Diocesi: MAZARA DEL VALLO

Candidato: ACR

Profilo Personale

Nata a Erice (TP) il 18 luglio 1984; maturità scientifica presso il Liceo Scientifico di Marsala nell’anno 2003

Studente (5° anno) di Ingegneria Edile-Architettura presso l’Università degli Studi di Palermo.

Fidanzata con Francesco da 8 anni, con cui condivide la splendida avventura di essere cristiani impegnati di Azione Cattolica.

L’esperienza associativa

Tesserata dall’età di 6 anni, appartenente all’AC dalla nascita; Educatrice dal 1997; attualmente resp. parrocchiale ACR ed educatrice di un gruppo 6-8; Componente dell’equipe diocesana ACR dal 2000; Vice-responsabile diocesano ACR nel triennio 2002-2005; Responsabile diocesano ACR nel triennio 2005-2008; Componente dell’equipe diocesana del Settore Giovani dal 2000 al 2008; incaricata AVE diocesana; Componente della Commissione nazionale guide ACR per la fascia 6-8 dal 2006 ad oggi; Partecipante a diversi campi nazionali ACR specializzati per responsabili e convegni nazionali; Promotrice ed organizzatrice della Festa del Ciao Interetnica svoltasi a Mazara del Vallo con la partecipazione dell’ACR della diocesi e di ragazzi tunisini e slavi; della Festa Unitaria del Ciao Interdiocesana ed Interetnica dell’AC di Mazara e Palermo; di campi-scuola diocesani per resp. ed educatori parrocchiali ACR e Giovani; di convegni e percorsi di formazione diocesani per responsabili ed educatori parrocchiali ACR, anche in collaborazione con l’Ufficio Catechistico Diocesano; Relatrice all’ultimo Convegno nazionale ACR sull’esperienza della Festa del Ciao Interetnica.

Un pensiero in 1000 caratteri

L’Azione Cattolica … se fosse …

Un animale sarebbe un cane: fedele, non ti abbandona mai; l’impegno che richiede prendersi cura di lui è gravoso, ma la sua presenza nella tua vita ti ricompensa di ogni momento di stanchezza e di fatica.
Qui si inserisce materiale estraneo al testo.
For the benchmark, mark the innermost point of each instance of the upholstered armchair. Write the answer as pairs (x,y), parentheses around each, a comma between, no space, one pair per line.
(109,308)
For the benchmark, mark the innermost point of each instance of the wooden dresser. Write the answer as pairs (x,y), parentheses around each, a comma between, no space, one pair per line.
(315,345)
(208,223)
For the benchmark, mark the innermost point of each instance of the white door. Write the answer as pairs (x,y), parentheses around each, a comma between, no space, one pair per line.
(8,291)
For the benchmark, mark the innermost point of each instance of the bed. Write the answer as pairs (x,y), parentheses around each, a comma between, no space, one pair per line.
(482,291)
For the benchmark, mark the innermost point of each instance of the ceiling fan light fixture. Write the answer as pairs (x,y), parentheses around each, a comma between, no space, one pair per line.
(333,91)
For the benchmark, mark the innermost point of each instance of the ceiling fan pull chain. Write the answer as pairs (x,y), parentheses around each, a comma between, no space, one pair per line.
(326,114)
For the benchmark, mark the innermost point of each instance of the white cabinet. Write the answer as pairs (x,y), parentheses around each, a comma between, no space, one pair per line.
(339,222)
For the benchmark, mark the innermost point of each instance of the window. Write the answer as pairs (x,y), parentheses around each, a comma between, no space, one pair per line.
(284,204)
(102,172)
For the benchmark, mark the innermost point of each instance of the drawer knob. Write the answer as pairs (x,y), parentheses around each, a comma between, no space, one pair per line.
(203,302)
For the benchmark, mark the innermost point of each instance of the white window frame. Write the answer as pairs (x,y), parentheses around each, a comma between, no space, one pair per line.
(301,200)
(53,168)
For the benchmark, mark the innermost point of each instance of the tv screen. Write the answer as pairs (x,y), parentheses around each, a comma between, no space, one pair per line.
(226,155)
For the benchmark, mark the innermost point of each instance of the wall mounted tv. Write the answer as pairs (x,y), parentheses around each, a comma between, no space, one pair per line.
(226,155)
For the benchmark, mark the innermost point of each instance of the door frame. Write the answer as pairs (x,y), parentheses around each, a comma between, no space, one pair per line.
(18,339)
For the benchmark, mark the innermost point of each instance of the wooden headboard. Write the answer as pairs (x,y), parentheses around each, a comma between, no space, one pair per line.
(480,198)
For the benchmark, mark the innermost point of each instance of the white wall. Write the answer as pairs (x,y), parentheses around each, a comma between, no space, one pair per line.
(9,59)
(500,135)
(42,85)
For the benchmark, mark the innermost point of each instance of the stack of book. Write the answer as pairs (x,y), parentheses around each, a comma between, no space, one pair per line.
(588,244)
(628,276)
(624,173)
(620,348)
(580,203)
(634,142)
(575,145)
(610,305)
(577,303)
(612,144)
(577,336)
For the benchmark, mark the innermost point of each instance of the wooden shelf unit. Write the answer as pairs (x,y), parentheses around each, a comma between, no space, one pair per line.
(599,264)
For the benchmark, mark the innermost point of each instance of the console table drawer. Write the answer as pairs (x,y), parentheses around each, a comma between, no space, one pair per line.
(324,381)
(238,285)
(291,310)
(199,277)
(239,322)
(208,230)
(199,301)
Una pietanza sarebbe una piazza: piace a tutti! Per prepararla ci vogliono tanti ingredienti, genuini; ce n’è di tutti i gusti…la base della pizza è comune, ma poi ognuno sceglie il condimento che preferisce!

Un’architettura sarebbe una casa: la nostra casa, il luogo in cui si vive la dimensione familiare, dove ci si riunisce e si condividono gioie e dolori, dove si cresce grazie allo scambio reciproco. Un luogo di cui pendersi cura insieme, ognuno con i suoi compiti e carismi.

Una parte del corpo sarebbe il cervello: sede della riflessione, del pensiero, alla continua ricerca di sapere, di crescere; “luogo” dal quale nascono gli impulsi che portano al movimento, all’azione, ma che sa mettersi da parte e sottostare al volere del Cuore.

Uno strumento tecnologico sarebbe un telefonino: ti permette di entrare in comunicazione con ogni tipo di persona e realtà, crea un filo invisibile di contatti che unisce chi si trova anche a una notevole distanza fisica, ma non spirituale. E’ dotato dispositivo speciale per cui nessuno è mai irraggiungibile o occupato: in ogni momento siamo in contatto con Lui e con gli altri.